Ecologie (France) : la réintroduction des insecticides pour les betteraves... premier échec de Barbara Pompili

mercredi 26 août 2020.
 

À peine installé, le nouveau gouvernement piétine dans les actes ses promesses écologiques. En soutenant la dérogation accordée aux betteraviers pour qu’ils puissent utiliser à nouveau des néonicotinoïdes, la ministre de la transition écologique renie ses engagements passés.

Quoi qu’il arrive, en 2020, c’est en fini pour tous les néonicotinoïdes. » C’est Barbara Pompili qui parle, et nous sommes en 2016. Elle est alors secrétaire d’État à la biodiversité et elle se bat pour l’interdiction de ces insecticides qui s’attaquent au système nerveux des insectes, responsables de la disparition de nombreuses espèces, abeilles en particulier.
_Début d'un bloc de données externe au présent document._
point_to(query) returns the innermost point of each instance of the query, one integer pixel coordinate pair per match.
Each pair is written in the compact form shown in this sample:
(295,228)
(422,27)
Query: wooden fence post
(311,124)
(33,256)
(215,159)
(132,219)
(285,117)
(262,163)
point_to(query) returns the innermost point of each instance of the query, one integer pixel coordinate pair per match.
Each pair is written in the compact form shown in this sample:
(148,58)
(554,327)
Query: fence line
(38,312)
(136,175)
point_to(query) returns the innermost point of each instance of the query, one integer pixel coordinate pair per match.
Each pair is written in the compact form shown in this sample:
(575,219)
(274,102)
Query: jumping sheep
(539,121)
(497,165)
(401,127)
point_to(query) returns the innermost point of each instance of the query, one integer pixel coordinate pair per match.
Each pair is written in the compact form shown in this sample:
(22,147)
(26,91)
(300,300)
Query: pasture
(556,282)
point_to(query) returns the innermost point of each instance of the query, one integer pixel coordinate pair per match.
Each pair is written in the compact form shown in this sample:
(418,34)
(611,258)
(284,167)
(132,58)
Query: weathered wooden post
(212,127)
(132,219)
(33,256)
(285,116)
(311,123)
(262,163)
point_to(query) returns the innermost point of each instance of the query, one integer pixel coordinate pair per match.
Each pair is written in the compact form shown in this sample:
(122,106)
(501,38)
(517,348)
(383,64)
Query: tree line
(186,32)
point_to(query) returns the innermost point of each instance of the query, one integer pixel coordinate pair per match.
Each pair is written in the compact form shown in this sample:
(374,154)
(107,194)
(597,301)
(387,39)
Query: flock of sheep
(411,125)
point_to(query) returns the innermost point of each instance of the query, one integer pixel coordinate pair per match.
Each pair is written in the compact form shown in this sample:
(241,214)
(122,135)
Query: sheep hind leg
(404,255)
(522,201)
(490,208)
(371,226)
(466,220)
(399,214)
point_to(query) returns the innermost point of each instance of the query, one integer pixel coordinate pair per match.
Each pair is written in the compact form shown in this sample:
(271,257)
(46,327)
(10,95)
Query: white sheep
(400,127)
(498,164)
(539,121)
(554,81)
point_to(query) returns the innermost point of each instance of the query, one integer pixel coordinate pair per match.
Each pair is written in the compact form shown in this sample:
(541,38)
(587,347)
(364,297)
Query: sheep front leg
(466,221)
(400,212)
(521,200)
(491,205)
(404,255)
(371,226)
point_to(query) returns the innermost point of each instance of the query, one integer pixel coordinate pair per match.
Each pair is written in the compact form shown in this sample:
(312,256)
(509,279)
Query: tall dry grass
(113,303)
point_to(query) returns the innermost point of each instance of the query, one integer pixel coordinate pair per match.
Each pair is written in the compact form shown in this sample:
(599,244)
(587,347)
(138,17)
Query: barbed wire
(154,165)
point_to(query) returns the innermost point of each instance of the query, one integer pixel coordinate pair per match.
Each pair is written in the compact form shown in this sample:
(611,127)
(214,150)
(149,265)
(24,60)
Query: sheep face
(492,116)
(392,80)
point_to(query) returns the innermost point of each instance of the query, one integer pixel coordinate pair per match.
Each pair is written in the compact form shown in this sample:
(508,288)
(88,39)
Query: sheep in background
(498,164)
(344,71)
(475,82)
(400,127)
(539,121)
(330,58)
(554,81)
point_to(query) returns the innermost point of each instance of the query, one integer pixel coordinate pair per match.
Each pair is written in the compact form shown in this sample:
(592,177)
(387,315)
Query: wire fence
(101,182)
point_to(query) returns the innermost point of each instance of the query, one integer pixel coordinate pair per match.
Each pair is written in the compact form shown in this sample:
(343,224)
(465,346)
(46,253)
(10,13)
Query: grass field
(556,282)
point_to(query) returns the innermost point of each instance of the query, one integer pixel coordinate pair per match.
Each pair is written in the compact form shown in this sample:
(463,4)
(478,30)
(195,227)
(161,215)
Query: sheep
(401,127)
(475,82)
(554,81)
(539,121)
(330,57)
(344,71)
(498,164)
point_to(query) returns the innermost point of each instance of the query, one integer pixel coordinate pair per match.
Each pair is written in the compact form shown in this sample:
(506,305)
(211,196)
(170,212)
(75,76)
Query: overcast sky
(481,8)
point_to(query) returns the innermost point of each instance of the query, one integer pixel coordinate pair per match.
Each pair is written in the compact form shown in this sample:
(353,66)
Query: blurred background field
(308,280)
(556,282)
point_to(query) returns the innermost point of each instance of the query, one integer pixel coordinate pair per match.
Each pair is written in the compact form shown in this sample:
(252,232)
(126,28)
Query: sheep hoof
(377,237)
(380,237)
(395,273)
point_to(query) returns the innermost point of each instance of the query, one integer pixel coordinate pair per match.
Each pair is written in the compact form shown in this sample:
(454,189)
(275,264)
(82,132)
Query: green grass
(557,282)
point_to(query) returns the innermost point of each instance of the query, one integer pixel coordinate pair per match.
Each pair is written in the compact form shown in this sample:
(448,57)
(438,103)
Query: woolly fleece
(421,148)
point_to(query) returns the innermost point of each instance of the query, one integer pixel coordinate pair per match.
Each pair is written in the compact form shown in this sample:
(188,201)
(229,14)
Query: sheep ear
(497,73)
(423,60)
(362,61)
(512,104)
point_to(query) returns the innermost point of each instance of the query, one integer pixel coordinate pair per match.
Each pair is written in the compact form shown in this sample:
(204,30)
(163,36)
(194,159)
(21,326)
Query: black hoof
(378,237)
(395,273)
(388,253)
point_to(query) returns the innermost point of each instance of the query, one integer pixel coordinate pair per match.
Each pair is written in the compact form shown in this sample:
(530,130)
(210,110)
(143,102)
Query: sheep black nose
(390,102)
Devant l’Assemblée nationale qui votera, le 8 août 2016, la loi « pour la reconquête de la biodiversité, la nature et les paysages » et avec elle, l’interdiction de ces produits dévastateurs pour l’environnement, elle assure : « Si on commence à dire “on interdit là où il y a des alternatives mais on fait des dérogations et on les laisse courir dans le temps”, on sait très bien que c’est la porte ouverte au fait qu’il y ait certains néonicotinoïdes qui ne soient jamais interdits. »
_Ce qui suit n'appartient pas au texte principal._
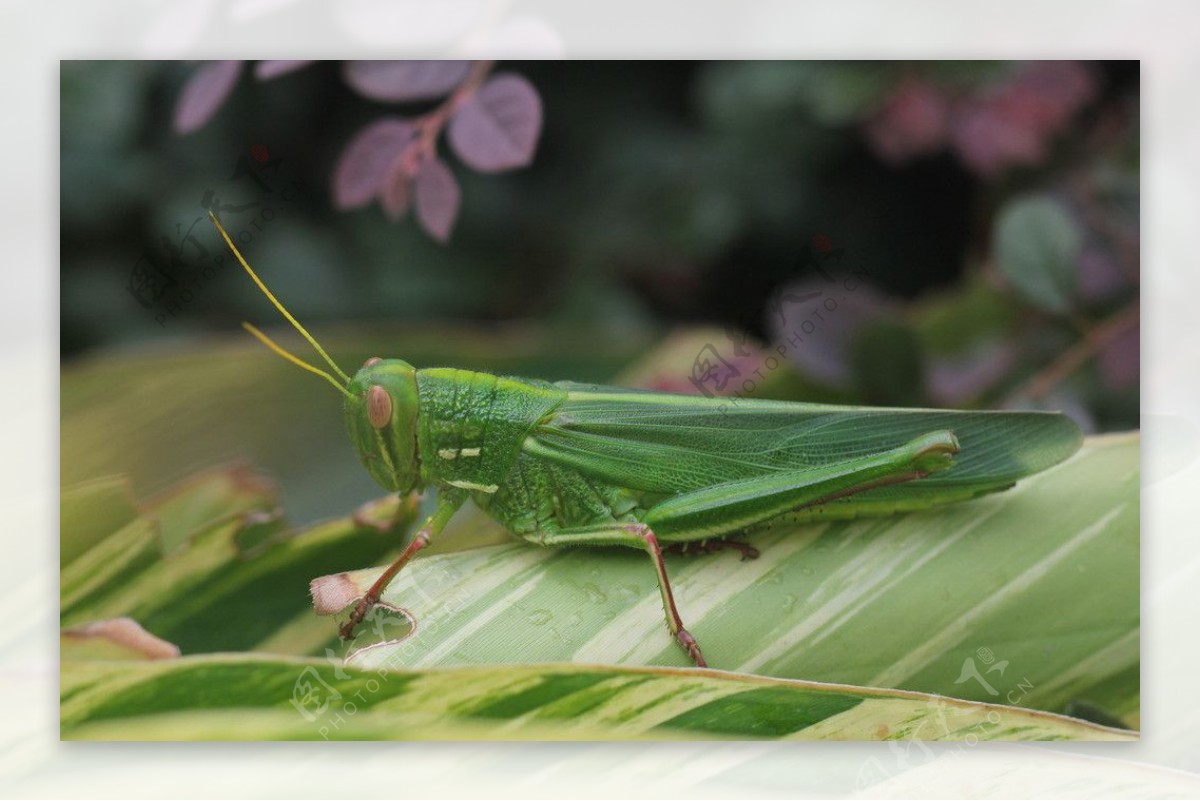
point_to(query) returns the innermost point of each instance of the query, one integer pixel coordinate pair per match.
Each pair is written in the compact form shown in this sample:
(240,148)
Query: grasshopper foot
(360,612)
(693,648)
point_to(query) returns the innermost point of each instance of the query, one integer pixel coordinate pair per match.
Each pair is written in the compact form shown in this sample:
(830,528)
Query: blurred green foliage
(993,204)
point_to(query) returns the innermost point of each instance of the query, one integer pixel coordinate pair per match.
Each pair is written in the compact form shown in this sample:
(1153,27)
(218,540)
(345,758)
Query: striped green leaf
(243,697)
(1025,597)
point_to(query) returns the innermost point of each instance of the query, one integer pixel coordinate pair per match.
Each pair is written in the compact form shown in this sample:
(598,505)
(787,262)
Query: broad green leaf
(1037,245)
(91,511)
(1027,596)
(245,697)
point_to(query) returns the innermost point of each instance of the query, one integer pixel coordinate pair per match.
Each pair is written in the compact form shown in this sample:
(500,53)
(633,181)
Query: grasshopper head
(381,415)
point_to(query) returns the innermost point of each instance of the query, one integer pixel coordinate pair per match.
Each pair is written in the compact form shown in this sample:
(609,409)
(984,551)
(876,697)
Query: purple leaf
(268,70)
(1121,359)
(204,94)
(365,163)
(437,198)
(405,80)
(498,127)
(396,193)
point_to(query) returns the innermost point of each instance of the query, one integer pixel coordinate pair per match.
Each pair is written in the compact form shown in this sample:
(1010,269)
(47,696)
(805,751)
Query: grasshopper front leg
(448,504)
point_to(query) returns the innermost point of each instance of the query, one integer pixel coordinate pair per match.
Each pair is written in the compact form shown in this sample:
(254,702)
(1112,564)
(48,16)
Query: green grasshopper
(579,464)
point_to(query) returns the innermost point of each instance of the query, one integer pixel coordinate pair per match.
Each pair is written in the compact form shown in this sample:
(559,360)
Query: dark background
(664,194)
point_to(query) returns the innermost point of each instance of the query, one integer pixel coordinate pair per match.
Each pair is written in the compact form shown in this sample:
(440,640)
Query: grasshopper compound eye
(378,407)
Quatre ans plus tard, volte-face. Devenue ministre de la transition écologique dans le gouvernement Castex, Barbara Pompili assure son plein soutien au ministère de l’agriculture, qui a décidé, jeudi 6 août, d’accorder une dérogation aux producteurs de betteraves sucrières pour qu’ils puissent continuer à utiliser les néonicotinoïdes l’an prochain et jusqu’en 2023 afin de lutter contre les pucerons verts vecteurs de l’épidémie de jaunisse, particulièrement virulente cette année. L’interdiction était pourtant entrée en vigueur en septembre 2018.

Dans une série de tweets diffusée lundi, la ministre qui fut membre d’EELV jusqu’en 2015 (avant de rejoindre les rangs de LREM en 2017) assure que cette dérogation est « la seule solution possible à court terme pour éviter l’effondrement de la filière sucrière en France » et que « les alternatives aux néonicotinoïdes pour la betterave se sont avérées inefficaces pour l’instant ».

Cette décision, qui doit faire l’objet d’un projet de loi à la rentrée, vient conclure un lobbying éclair et structuré de la filière de la betterave qui s’est largement appuyée sur les relais politiques pour faire rapidement plier le gouvernement. Le 8 juillet, le président de la CGB (Confédération générale des planteurs de betteraves) indiquait ainsi que la situation était « hors de contrôle » et pointait l’interdiction des néonicotinoïdes…

De ce jeu, la majorité, censée faire la politique autrement il y a trois ans, manie désormais tous les codes. Trois semaines plus tard, 80 députés (LREM, MoDem, Agir) et des Républicains publient une tribune dans L’Opinion intitulée « Avoir les moyens d’agir en cas de crise sanitaire menaçant nos productions agricoles ». Contrairement à ce que le titre peut laisser penser, c’est bien la filière de la betterave dont il est question. Parmi les rédacteurs, l’on trouve Stéphane Travert, ancien ministre de l’agriculture, Jean-Baptiste Moreau, porte-parole de LREM et agriculteur, ainsi que Roland Lescure, président de la commission des affaires économiques à l’Assemblée nationale. Un trio représentatif des intérêts croisés du lobby agricole.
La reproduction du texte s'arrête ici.